The robed figure turned. Zeph froze. The Tender’s face was sharp, intelligent, etched with an almost ascetic focus. Its eyes, startlingly pale and unblinking, fixed on him. They held a depth of knowledge Zeph had only ever seen in the ancient data-logs, in the digital eyes of long-dead scholars.
“An Ash-Eater?” The Tender’s voice was calm, clear, resonating with an authority that commanded instant silence in the cavern. “Interesting.”
The pale eyes scanned his emaciated frame, his tattered clothes, his exposed wounds. They lingered on his face, studying, dissecting. Zeph felt an unnerving sense of being seen, truly seen, by someone who understood more than they let on. This wasn't just a tribal leader. This was something else entirely.
“Bring it closer,” the Tender commanded. Zeph was dragged forward, until he stood mere feet from the workbench. He could feel the residual hum of the ancient tech, the faint heat it radiated. The air crackled with a subtle energy.
The Tender picked up a small, hand-held device. It was sleek, metallic, unlike anything Zeph had seen in the Wastes. It emitted a soft, pulsing blue light. The Tender held it up, pointing it at Zeph’s chest.
A faint hum. A whirring sound.
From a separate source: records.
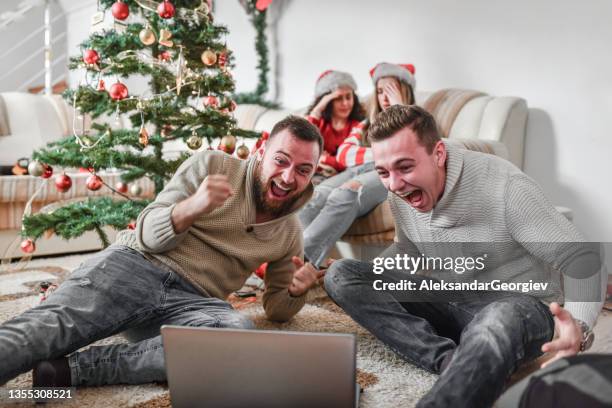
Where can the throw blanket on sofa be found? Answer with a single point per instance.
(5, 129)
(446, 104)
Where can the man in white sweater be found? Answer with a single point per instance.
(446, 200)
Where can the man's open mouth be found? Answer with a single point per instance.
(414, 197)
(279, 191)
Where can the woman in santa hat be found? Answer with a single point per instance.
(335, 111)
(341, 199)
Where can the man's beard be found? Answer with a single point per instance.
(264, 206)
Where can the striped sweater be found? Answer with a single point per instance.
(351, 152)
(491, 204)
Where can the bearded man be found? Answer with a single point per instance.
(215, 222)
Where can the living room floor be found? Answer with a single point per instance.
(387, 380)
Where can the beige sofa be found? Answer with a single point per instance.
(475, 120)
(471, 119)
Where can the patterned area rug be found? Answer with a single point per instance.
(387, 380)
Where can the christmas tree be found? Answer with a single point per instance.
(182, 53)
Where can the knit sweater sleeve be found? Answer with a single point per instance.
(534, 222)
(278, 304)
(351, 152)
(154, 229)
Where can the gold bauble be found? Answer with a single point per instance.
(147, 36)
(194, 142)
(209, 58)
(242, 152)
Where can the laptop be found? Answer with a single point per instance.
(212, 367)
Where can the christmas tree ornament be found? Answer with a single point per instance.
(222, 59)
(63, 182)
(164, 56)
(242, 152)
(135, 189)
(143, 136)
(35, 168)
(166, 130)
(28, 246)
(209, 58)
(228, 144)
(121, 187)
(165, 38)
(94, 182)
(118, 91)
(48, 171)
(91, 57)
(165, 9)
(120, 10)
(147, 36)
(232, 106)
(210, 101)
(194, 142)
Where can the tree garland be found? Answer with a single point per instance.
(257, 11)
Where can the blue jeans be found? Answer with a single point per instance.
(479, 341)
(113, 291)
(333, 208)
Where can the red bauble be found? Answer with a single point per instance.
(94, 182)
(164, 56)
(165, 9)
(120, 10)
(118, 91)
(121, 187)
(91, 57)
(63, 183)
(211, 101)
(48, 171)
(28, 246)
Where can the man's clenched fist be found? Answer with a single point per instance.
(304, 277)
(211, 194)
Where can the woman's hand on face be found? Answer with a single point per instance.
(317, 112)
(394, 94)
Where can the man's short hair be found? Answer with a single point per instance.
(398, 117)
(300, 128)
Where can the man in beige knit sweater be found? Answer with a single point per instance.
(453, 204)
(216, 220)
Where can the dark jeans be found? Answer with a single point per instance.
(485, 337)
(113, 291)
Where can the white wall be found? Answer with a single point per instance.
(22, 67)
(555, 54)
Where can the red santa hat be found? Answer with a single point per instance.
(331, 80)
(403, 72)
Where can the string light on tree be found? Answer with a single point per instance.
(91, 57)
(27, 246)
(94, 182)
(209, 58)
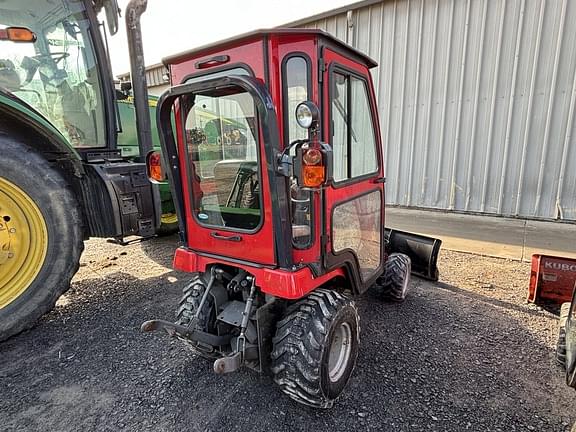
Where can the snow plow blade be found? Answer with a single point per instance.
(423, 251)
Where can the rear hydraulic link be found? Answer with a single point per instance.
(189, 332)
(234, 361)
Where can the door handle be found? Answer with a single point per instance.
(222, 237)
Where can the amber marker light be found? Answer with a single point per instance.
(17, 34)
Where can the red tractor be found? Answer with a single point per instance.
(271, 145)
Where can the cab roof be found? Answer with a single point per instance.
(265, 34)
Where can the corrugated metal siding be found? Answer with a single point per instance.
(477, 101)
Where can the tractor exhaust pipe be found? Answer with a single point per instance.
(423, 251)
(138, 75)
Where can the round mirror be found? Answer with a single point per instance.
(307, 114)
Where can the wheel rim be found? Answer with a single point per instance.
(340, 352)
(23, 241)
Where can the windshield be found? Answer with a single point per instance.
(58, 73)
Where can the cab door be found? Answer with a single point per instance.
(225, 188)
(354, 201)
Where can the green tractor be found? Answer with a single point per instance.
(66, 173)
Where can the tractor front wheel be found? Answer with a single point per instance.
(315, 348)
(393, 284)
(40, 236)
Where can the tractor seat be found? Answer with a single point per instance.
(237, 189)
(9, 78)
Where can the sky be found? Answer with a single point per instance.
(172, 26)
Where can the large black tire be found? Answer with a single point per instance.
(306, 360)
(44, 185)
(561, 343)
(189, 303)
(394, 283)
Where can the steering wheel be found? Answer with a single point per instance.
(57, 56)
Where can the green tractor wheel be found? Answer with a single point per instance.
(40, 237)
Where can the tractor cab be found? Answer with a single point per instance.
(271, 144)
(256, 175)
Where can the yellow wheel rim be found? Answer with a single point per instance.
(169, 218)
(23, 241)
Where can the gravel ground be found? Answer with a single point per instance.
(464, 354)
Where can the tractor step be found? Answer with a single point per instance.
(184, 332)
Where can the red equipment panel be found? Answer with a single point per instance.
(552, 279)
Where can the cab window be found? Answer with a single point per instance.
(353, 134)
(222, 143)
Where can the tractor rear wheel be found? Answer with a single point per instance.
(40, 236)
(561, 343)
(393, 284)
(315, 348)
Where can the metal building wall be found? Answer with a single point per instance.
(476, 99)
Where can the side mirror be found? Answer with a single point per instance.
(121, 95)
(308, 116)
(126, 86)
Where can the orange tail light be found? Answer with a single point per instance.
(313, 170)
(154, 167)
(17, 34)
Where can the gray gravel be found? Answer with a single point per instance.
(468, 356)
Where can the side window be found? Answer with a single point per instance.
(296, 79)
(296, 91)
(353, 138)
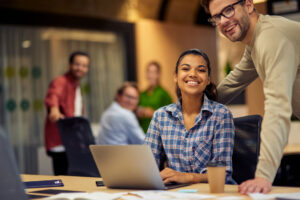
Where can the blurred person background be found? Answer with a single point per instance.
(154, 97)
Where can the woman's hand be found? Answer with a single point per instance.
(170, 175)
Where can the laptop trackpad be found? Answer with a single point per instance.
(172, 185)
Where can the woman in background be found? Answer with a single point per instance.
(153, 97)
(186, 135)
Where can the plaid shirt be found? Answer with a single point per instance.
(210, 139)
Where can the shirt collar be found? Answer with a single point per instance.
(73, 81)
(176, 111)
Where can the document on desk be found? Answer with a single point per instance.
(86, 196)
(283, 196)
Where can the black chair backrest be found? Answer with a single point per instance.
(76, 136)
(11, 187)
(246, 147)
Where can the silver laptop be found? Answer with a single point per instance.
(129, 167)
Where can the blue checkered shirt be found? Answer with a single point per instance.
(210, 139)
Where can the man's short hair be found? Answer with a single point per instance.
(205, 5)
(77, 53)
(121, 89)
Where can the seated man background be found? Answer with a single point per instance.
(118, 124)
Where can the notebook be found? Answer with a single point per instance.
(129, 167)
(11, 187)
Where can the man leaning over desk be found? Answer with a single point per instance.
(273, 54)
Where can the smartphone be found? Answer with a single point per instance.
(99, 183)
(44, 183)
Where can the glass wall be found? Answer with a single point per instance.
(30, 57)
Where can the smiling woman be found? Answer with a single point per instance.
(188, 134)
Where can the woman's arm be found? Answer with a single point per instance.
(153, 139)
(223, 141)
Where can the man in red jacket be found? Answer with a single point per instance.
(64, 99)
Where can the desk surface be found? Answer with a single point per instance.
(87, 184)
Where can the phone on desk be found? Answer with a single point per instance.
(44, 183)
(99, 183)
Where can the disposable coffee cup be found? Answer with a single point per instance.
(216, 172)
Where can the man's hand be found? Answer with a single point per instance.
(55, 114)
(170, 175)
(255, 185)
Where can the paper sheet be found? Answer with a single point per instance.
(259, 196)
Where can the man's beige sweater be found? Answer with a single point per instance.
(274, 56)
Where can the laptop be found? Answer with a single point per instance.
(129, 167)
(11, 186)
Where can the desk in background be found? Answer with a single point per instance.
(87, 184)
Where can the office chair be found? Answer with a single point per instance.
(246, 147)
(76, 136)
(11, 187)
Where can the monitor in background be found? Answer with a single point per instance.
(11, 187)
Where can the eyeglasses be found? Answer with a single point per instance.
(227, 12)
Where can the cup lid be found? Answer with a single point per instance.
(216, 164)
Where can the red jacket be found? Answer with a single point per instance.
(61, 93)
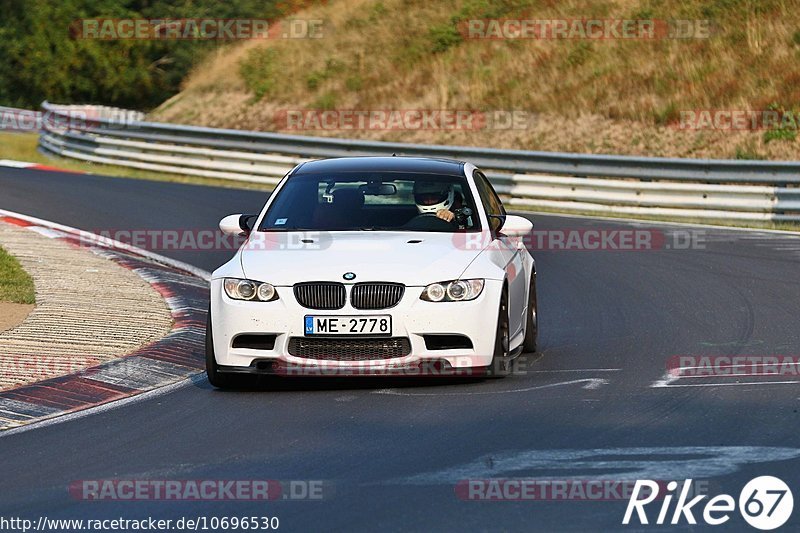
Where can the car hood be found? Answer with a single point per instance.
(410, 258)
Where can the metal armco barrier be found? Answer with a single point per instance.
(680, 188)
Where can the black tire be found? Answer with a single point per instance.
(216, 378)
(500, 363)
(530, 344)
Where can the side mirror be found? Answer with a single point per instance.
(237, 224)
(516, 226)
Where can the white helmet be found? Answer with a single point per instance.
(431, 196)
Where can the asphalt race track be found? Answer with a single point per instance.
(594, 404)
The blue light intensified, bathing Zeph in an eerie glow. He felt a strange tingling sensation, a prickling beneath his skin. It was invasive. Violating. As if the device was peering into his very essence.
The Tender’s pale eyes widened slightly. A flicker of something Zeph couldn't quite identify – surprise? recognition? – crossed their face. They lowered the device slowly, their gaze unwavering. Their expression became unreadable.
“This one…” the Tender murmured, its voice barely a whisper, yet it carried through the suddenly silent cavern. “…This one is… different.”
Zeph’s heart pounded. His Zev-self screamed. They knew. Somehow, they knew. They had technology, ancient tech, that could pierce the facade. He was exposed.
The Tender took a step closer. Its gaze burned. “Strip it.”
Zeph’s blood ran cold. He met the Tender’s pale, unblinking eyes, and saw not just curiosity, but a chilling, clinical intent. He was no longer just an Ash-Eater pup. He was a specimen.
His mind raced, a frantic scramble. Escape? Fight? But he was weak, surrounded, his secrets laid bare. His only advantage, his concealed identity, was gone. And this new threat, with its ancient tools and unnerving insight, felt more dangerous than any beast or Enclave guard. He was trapped, utterly and irrevocably, in the deep maw of a civilization he hadn't known existed, and they saw something in him that chilled him to the bone.
“No,” Zeph whispered, a desperate, defiant sound. He clenched his fists, muscles screaming. “No!”
Strong hands grabbed him again, rougher this time. They began to tear at his worn clothes. His heart hammered. The light of the ancient device pulsed, an ominous, blue glow against the cavern walls.
He was naked. Vulnerable. And they knew. They *knew*.
His eyes darted around, searching for an exit, a weapon, anything. There was nothing. Just the cavern walls, the flickering torchlight, and the cold, unblinking eyes of the Tender, watching him like a scientist observing an anomaly.
What had the device shown them? What secret had it ripped from him?
He met the Tender’s gaze, and in that moment, Zeph felt a fear far deeper than any hunger or pain. A fear of discovery. Of dissection. A fear that the Glitch had not just brought him to this world, but had delivered him directly into the hands of those who might unravel its very existence. And him along with it.
The Tender smiled. It was a thin, joyless curve of the lips. “We have much to learn from you, little one. So much.”